BBC News: Mental health trust’s out-of-area placements hit record levels

The BBC reports:

A troubled mental health trust is sending record numbers of people far from home for treatment, figures show.

Some Norfolk and Suffolk NHS Foundation Trust patients are being cared for hundreds of miles away because local beds are unavailable.

The number of bed days for out-of-area placements in April 2019 was 1,911, three times the April 2018 total.

The trust has apologised to patients and families, but said it was adding 16 new beds to increase capacity.

When Care Quality Commission (CQC) last inspected Norfolk and Suffolk NHS Foundation Trust (NSFT) and rated the mental health trust inadequate, in September 2018, there were 658 out-of-area placement bed days. When NSFT’s latest Chief Operating Officer started in his six-figure role ten months ago, in August 2018, there were 565 out-of-area placement bed days, less than one-third the number in April 2019.

Sixteen new beds (and we’ve heard that commissioners are trying to reduce this to fifteen) are never going to address the scale of the inhumane transportation of people in crisis that is happening at NSFT. Little wonder that the new Chief Executive, Jonathan Warren, referred to bed management as ‘husbandry’ when he was interviewed by Stewart White of BBC Look East last week: people in distress are being treated like farmyard animals.

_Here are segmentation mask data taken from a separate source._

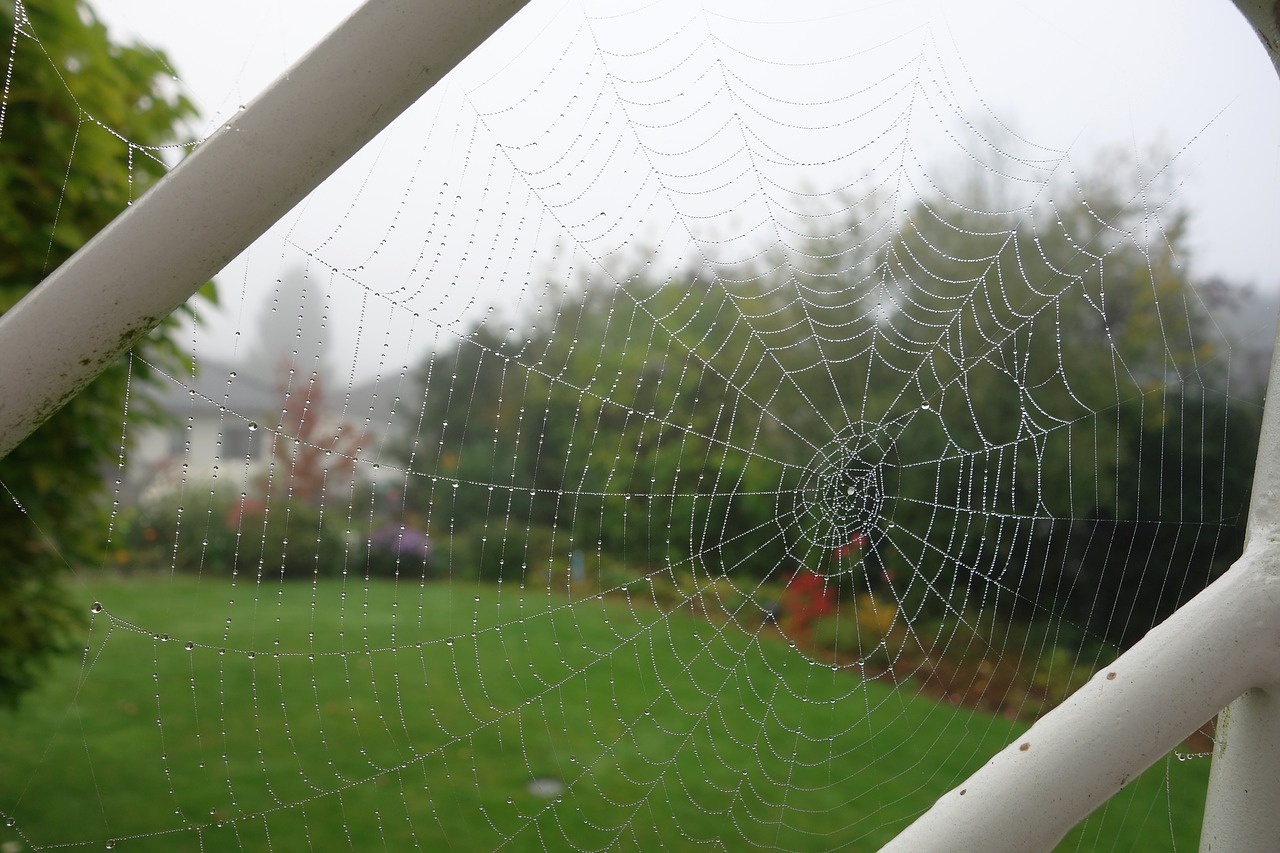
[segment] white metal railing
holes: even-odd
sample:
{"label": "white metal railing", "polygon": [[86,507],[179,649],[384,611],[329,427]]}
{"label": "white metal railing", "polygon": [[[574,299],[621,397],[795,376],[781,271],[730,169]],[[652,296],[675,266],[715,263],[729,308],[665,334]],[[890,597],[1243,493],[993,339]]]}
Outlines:
{"label": "white metal railing", "polygon": [[0,316],[0,456],[527,2],[368,0]]}
{"label": "white metal railing", "polygon": [[[1280,72],[1280,0],[1233,0]],[[369,0],[0,317],[0,456],[526,0]],[[58,340],[58,348],[49,347]],[[1280,346],[1271,388],[1280,388]],[[1229,706],[1228,706],[1228,703]],[[1244,555],[886,850],[1038,851],[1224,707],[1201,849],[1280,839],[1280,407]]]}

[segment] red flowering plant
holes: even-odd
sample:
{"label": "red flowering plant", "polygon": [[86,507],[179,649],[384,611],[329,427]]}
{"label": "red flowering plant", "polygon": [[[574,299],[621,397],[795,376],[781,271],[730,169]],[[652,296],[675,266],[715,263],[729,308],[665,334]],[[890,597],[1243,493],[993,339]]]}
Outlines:
{"label": "red flowering plant", "polygon": [[800,569],[782,594],[782,630],[797,642],[807,642],[813,623],[835,610],[836,591],[822,575]]}
{"label": "red flowering plant", "polygon": [[271,435],[270,467],[226,510],[235,544],[221,562],[260,577],[338,575],[349,558],[346,533],[341,514],[327,513],[325,504],[355,488],[362,435],[324,405],[319,373],[305,384],[291,376],[277,384],[284,405]]}
{"label": "red flowering plant", "polygon": [[859,530],[849,537],[849,541],[846,544],[833,550],[831,552],[831,556],[836,560],[840,560],[853,554],[857,554],[869,541],[871,540],[867,537],[867,534]]}

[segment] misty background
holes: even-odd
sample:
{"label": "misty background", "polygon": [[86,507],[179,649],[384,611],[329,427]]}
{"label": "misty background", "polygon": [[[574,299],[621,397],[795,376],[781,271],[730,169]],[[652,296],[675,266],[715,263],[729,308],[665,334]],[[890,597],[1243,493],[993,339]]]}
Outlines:
{"label": "misty background", "polygon": [[[203,136],[356,5],[95,8],[118,37],[168,54]],[[642,79],[655,68],[659,79]],[[893,105],[904,73],[936,97],[901,129],[880,107]],[[675,133],[659,114],[677,117]],[[777,169],[765,167],[779,186],[763,214],[728,177],[671,177],[741,166],[742,145],[717,135],[729,118],[782,152]],[[280,312],[281,283],[305,276],[307,305],[325,308],[335,378],[394,375],[493,306],[528,313],[539,282],[687,266],[680,223],[699,223],[698,251],[728,245],[727,260],[741,260],[777,239],[788,193],[829,196],[888,173],[927,186],[931,169],[973,149],[975,126],[1028,141],[1028,156],[1058,159],[1068,179],[1101,152],[1123,152],[1121,168],[1139,179],[1168,170],[1190,212],[1182,260],[1193,277],[1280,285],[1280,82],[1225,0],[534,2],[230,264],[218,276],[222,304],[204,312],[191,345],[261,366],[266,348],[299,331],[296,312]],[[680,139],[700,144],[663,156]],[[915,164],[887,166],[904,141]],[[541,185],[565,158],[582,167],[571,174],[598,180]],[[275,325],[262,320],[272,312]],[[1258,311],[1241,314],[1253,323],[1246,334],[1270,336]]]}

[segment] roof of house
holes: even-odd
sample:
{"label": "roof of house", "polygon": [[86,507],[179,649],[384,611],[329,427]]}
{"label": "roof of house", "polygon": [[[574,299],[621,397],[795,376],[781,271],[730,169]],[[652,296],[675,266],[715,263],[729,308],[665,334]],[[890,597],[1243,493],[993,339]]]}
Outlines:
{"label": "roof of house", "polygon": [[284,392],[271,381],[212,359],[201,359],[194,376],[163,377],[146,393],[181,418],[234,413],[257,420],[278,413],[284,404]]}
{"label": "roof of house", "polygon": [[[286,399],[279,380],[217,359],[200,359],[193,377],[162,377],[160,383],[146,393],[184,420],[231,414],[270,424],[280,419]],[[385,433],[393,419],[416,418],[416,403],[403,396],[408,393],[407,380],[378,378],[345,387],[326,384],[318,403],[329,418],[350,423],[361,432]]]}

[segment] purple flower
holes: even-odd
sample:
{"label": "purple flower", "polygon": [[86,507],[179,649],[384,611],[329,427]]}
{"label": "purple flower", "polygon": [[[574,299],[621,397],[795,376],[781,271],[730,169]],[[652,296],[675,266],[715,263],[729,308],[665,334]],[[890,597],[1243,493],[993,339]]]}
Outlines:
{"label": "purple flower", "polygon": [[385,524],[369,537],[369,550],[402,558],[431,559],[431,539],[425,531],[398,524]]}

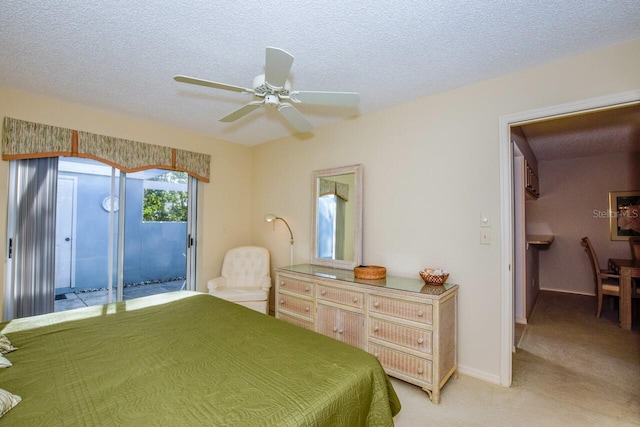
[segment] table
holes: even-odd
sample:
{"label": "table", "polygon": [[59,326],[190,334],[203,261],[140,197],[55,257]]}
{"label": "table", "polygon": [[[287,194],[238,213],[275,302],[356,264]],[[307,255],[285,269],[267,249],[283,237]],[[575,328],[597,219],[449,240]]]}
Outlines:
{"label": "table", "polygon": [[640,260],[609,259],[609,268],[620,274],[620,327],[631,329],[631,279],[640,278]]}
{"label": "table", "polygon": [[552,234],[527,234],[527,243],[530,245],[549,246],[553,243]]}

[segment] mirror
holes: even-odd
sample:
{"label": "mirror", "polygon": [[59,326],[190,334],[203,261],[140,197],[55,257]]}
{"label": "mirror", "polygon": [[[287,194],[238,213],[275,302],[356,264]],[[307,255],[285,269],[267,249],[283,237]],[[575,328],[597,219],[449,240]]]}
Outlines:
{"label": "mirror", "polygon": [[311,263],[353,269],[362,261],[362,166],[313,172]]}

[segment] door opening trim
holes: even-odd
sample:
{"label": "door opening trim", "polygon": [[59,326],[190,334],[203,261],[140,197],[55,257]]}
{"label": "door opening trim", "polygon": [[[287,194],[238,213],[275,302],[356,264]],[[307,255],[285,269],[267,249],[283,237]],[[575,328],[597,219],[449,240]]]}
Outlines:
{"label": "door opening trim", "polygon": [[514,280],[511,265],[514,263],[513,220],[513,153],[511,127],[534,121],[548,120],[564,115],[593,112],[640,103],[640,90],[622,92],[598,98],[560,104],[515,114],[500,116],[500,384],[511,385],[513,348],[513,294]]}

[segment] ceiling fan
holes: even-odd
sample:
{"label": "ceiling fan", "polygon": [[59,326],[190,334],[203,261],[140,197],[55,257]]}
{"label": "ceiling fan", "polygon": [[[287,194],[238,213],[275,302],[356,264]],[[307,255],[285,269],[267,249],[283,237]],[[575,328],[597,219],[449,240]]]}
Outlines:
{"label": "ceiling fan", "polygon": [[175,76],[173,79],[181,83],[253,94],[256,98],[255,101],[244,104],[220,119],[225,123],[234,122],[265,105],[277,108],[280,114],[299,132],[308,132],[313,126],[293,104],[355,107],[360,102],[360,95],[355,92],[292,91],[287,80],[291,65],[293,65],[291,54],[276,47],[267,47],[265,73],[253,79],[253,89],[187,76]]}

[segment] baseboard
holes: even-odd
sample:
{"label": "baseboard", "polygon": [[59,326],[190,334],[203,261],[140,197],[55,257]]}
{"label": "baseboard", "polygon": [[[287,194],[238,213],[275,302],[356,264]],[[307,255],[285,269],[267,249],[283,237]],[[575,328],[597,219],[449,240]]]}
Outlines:
{"label": "baseboard", "polygon": [[458,365],[458,373],[461,375],[467,375],[469,377],[477,378],[491,384],[500,385],[500,376],[493,375],[479,369],[470,368],[469,366]]}
{"label": "baseboard", "polygon": [[526,325],[527,324],[527,318],[526,317],[516,317],[516,323],[520,323],[521,325]]}
{"label": "baseboard", "polygon": [[595,297],[596,294],[590,294],[590,293],[585,293],[585,292],[578,292],[578,291],[568,291],[566,289],[552,289],[552,288],[540,288],[541,291],[549,291],[549,292],[560,292],[563,294],[573,294],[573,295],[585,295],[588,297]]}

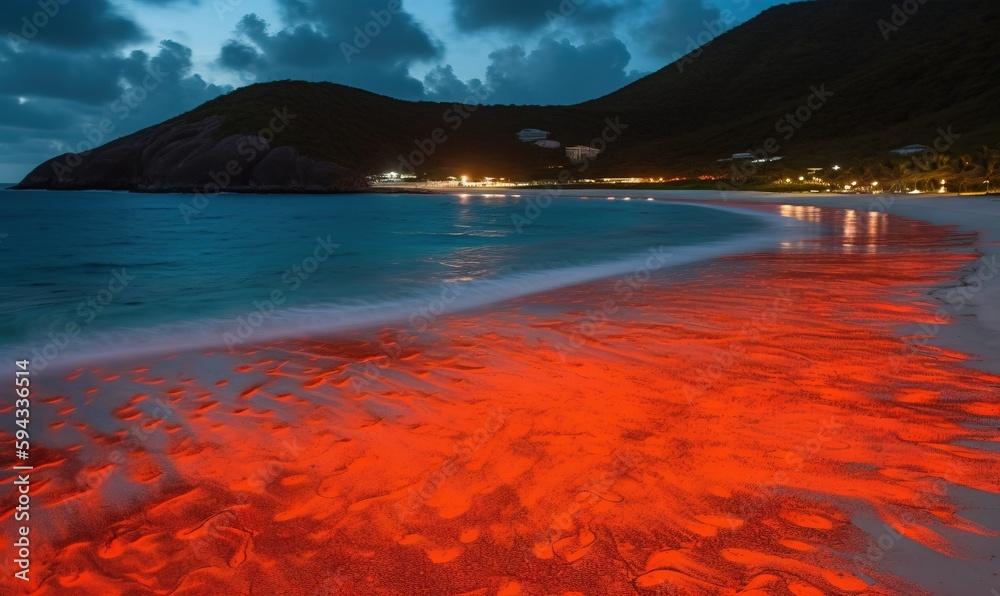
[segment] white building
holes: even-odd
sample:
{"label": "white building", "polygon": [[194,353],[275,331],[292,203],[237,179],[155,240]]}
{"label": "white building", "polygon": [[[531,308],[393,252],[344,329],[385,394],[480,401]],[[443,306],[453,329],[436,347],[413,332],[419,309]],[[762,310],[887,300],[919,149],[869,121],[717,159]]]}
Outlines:
{"label": "white building", "polygon": [[537,128],[525,128],[521,132],[517,133],[517,138],[521,139],[524,143],[534,143],[535,141],[544,141],[549,138],[549,131],[538,130]]}
{"label": "white building", "polygon": [[726,157],[726,158],[723,158],[723,159],[718,159],[716,161],[718,161],[720,163],[728,163],[730,161],[750,161],[750,162],[753,162],[753,163],[767,163],[769,161],[781,161],[782,159],[784,159],[784,156],[782,156],[782,155],[775,155],[775,156],[772,156],[772,157],[754,158],[754,154],[753,153],[733,153],[732,157]]}
{"label": "white building", "polygon": [[921,153],[930,149],[927,145],[907,145],[901,149],[893,149],[889,153],[895,153],[896,155],[913,155],[914,153]]}
{"label": "white building", "polygon": [[585,161],[588,159],[594,159],[600,153],[600,149],[595,149],[586,145],[573,145],[572,147],[566,147],[566,157],[568,157],[570,161]]}

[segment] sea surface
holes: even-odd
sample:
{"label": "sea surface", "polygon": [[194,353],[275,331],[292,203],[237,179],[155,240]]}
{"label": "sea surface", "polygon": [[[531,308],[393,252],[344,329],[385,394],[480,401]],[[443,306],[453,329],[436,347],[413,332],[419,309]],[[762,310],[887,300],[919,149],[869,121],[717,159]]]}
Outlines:
{"label": "sea surface", "polygon": [[437,316],[773,243],[725,209],[507,193],[0,191],[0,353],[250,345]]}

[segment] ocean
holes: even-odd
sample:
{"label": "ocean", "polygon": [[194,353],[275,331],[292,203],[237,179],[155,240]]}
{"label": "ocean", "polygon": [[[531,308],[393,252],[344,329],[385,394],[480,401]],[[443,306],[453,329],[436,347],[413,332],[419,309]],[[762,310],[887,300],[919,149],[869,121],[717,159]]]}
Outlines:
{"label": "ocean", "polygon": [[852,567],[881,524],[974,550],[911,498],[997,491],[998,379],[918,328],[971,235],[580,194],[0,195],[42,589],[910,593]]}
{"label": "ocean", "polygon": [[775,243],[676,203],[2,191],[0,353],[33,366],[435,317]]}

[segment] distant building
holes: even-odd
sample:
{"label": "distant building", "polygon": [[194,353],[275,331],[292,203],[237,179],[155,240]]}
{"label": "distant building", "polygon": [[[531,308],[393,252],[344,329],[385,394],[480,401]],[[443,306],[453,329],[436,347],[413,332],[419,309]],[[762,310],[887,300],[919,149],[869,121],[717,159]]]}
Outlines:
{"label": "distant building", "polygon": [[521,139],[523,143],[534,143],[535,141],[544,141],[549,138],[549,131],[538,130],[537,128],[525,128],[521,132],[517,133],[517,138]]}
{"label": "distant building", "polygon": [[574,145],[572,147],[566,147],[566,157],[570,161],[584,161],[587,159],[594,159],[601,153],[600,149],[594,149],[593,147],[588,147],[586,145]]}
{"label": "distant building", "polygon": [[927,145],[907,145],[902,149],[893,149],[889,153],[895,153],[896,155],[913,155],[914,153],[923,153],[930,149]]}
{"label": "distant building", "polygon": [[400,174],[397,172],[385,172],[373,177],[376,182],[398,182],[400,180],[416,180],[416,174]]}
{"label": "distant building", "polygon": [[767,163],[769,161],[781,161],[782,159],[784,159],[784,156],[781,156],[781,155],[775,155],[775,156],[772,156],[772,157],[755,158],[753,153],[733,153],[732,157],[726,157],[726,158],[723,158],[723,159],[719,159],[717,161],[719,161],[719,162],[729,162],[729,161],[750,160],[753,163]]}
{"label": "distant building", "polygon": [[558,149],[561,147],[559,141],[535,141],[535,144],[545,149]]}

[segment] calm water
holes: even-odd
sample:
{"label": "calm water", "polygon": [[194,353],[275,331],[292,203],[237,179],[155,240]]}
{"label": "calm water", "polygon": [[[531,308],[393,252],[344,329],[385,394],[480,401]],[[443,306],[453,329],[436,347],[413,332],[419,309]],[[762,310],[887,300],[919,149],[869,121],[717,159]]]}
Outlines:
{"label": "calm water", "polygon": [[704,254],[674,249],[766,227],[645,200],[536,211],[529,197],[227,195],[185,221],[190,196],[2,191],[0,351],[58,343],[70,323],[61,352],[202,346],[247,322],[270,335],[412,322],[437,297],[458,309],[609,277],[655,247],[690,262]]}

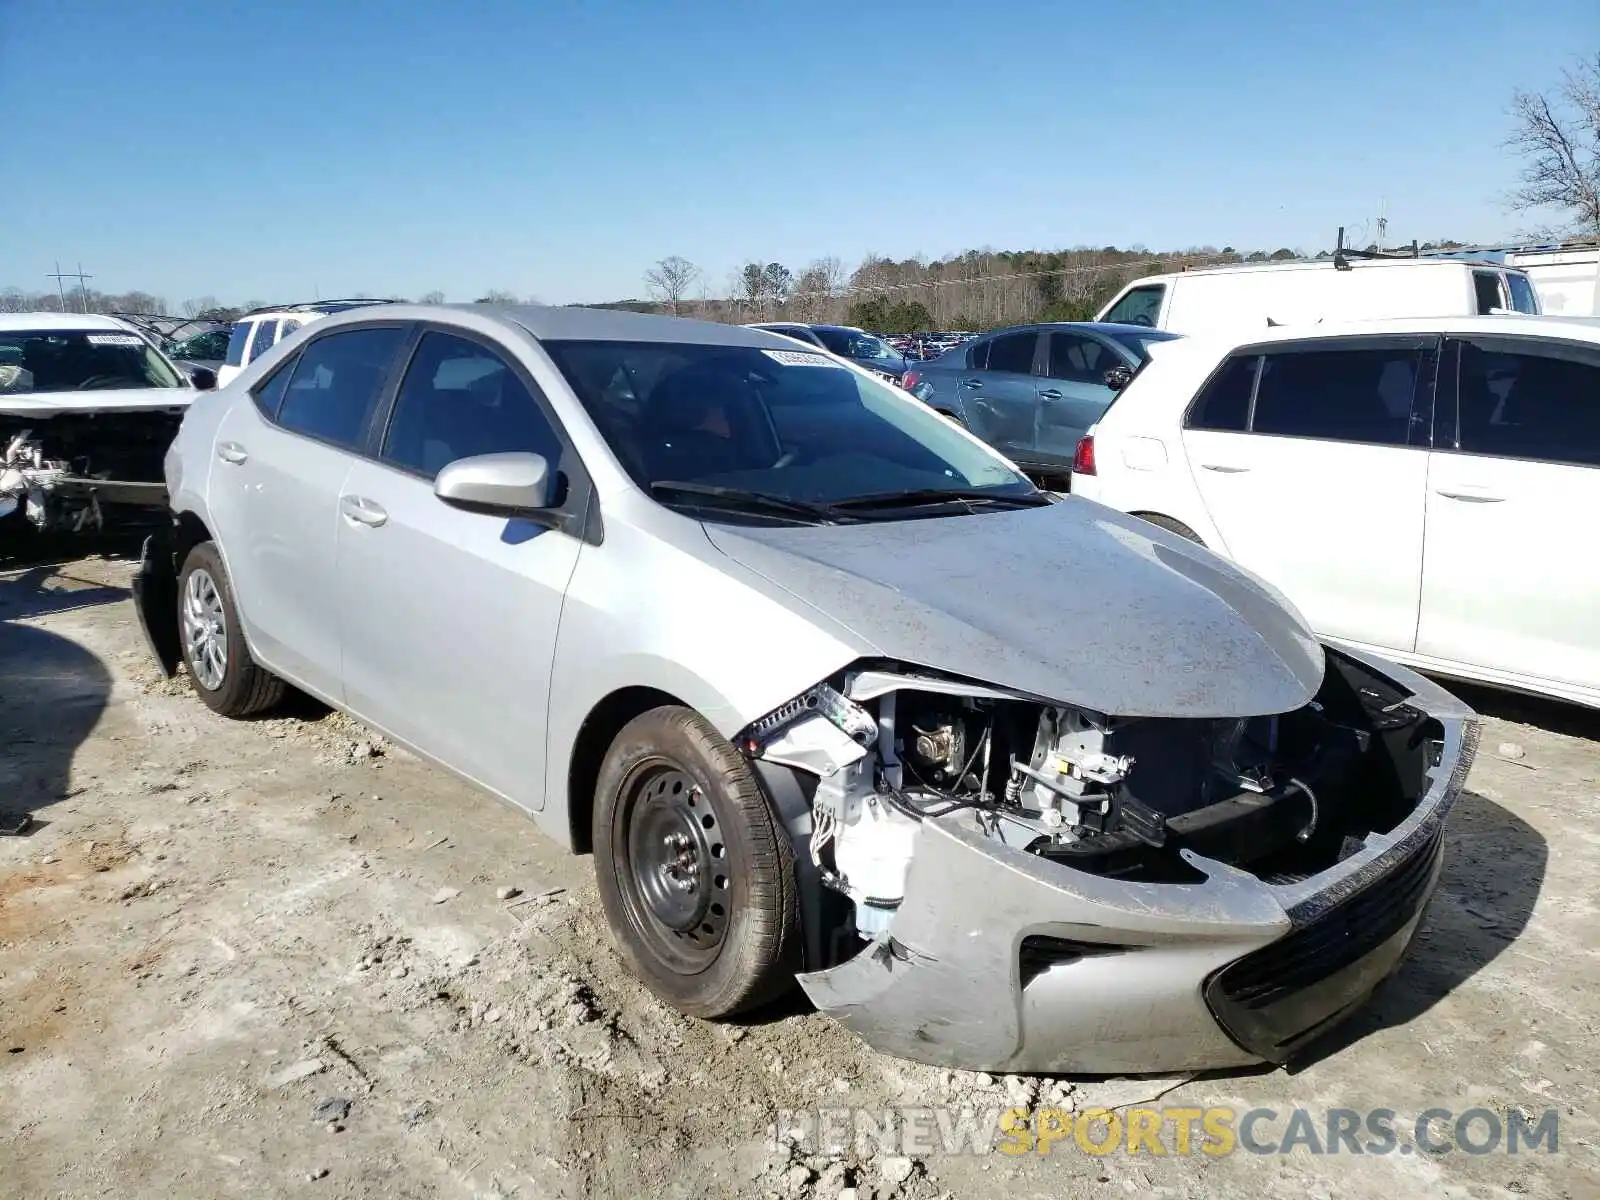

“This isn’t a situation that we want to continue at all,” said Prof Jonathan Warren, who took over as chief executive in April.

“I think the root cause of the problem is our ability to care for people out of hospital in the way that we want to.”

The beds crisis has been caused by a meltdown in community services, the closure of more than 140 beds by the mental health trust from an already low base and the operational focus of the trust moving from community care and bed management to internal politics and the disastrous ‘radical restructure’.

The meltdown in community teams has been caused by impossible working conditions following continual cuts and a bullying management culture which has been exposed year after year by the NHS Staff Survey and extremely poor staff rentention and recruitment rates.

The crisis teams in Norwich were eighteen down last week due to resignations, staff leaving, sickness and secondments after NSFT’s managers alienated many dedicated front line staff, who have battled to maintain services over the past six impossible years, with what they perceived as a narrow focus on CQC targets rather than safety and welfare. Those managers have now been promoted with substantial pay rises.

Two of the three city adult community teams have been closed to routine work due to lack of staff. Nurses carrying caseloads of 60+ who routinely work until seven o’clock in the evening are being followed around by expensive management consultants to see how they spend their time.

We, and MPs, were promised Special Administration of NSFT in all but name. Instead, the existing management have rearranged the deckchairs and given themselves pay rises as mental health services have gone into meltdown.

Data released under the Freedom of Information Act shows that some patients from Norfolk and Suffolk were sent as far away as Taunton in Somerset (302 miles; 486km) and Darlington in County Durham (219 miles; 352km)

Rolling year-on-year figures show placements have risen by 15% in the past year and 27.5% in the past two years.

April’s placements cost the trust £1.2m and it has warned that if levels do not drop, it will overspend by £5.8m this year.

Campaigners said the 16 new beds due before autumn would not be enough, saying at least 64 were required.

A spokesman for the Campaign to Save Mental Health Services in Norfolk and Suffolk said: “This is as a result of a meltdown in community mental health services and a lack of investment [and] closure of mental health beds consistently over the last five or six years.”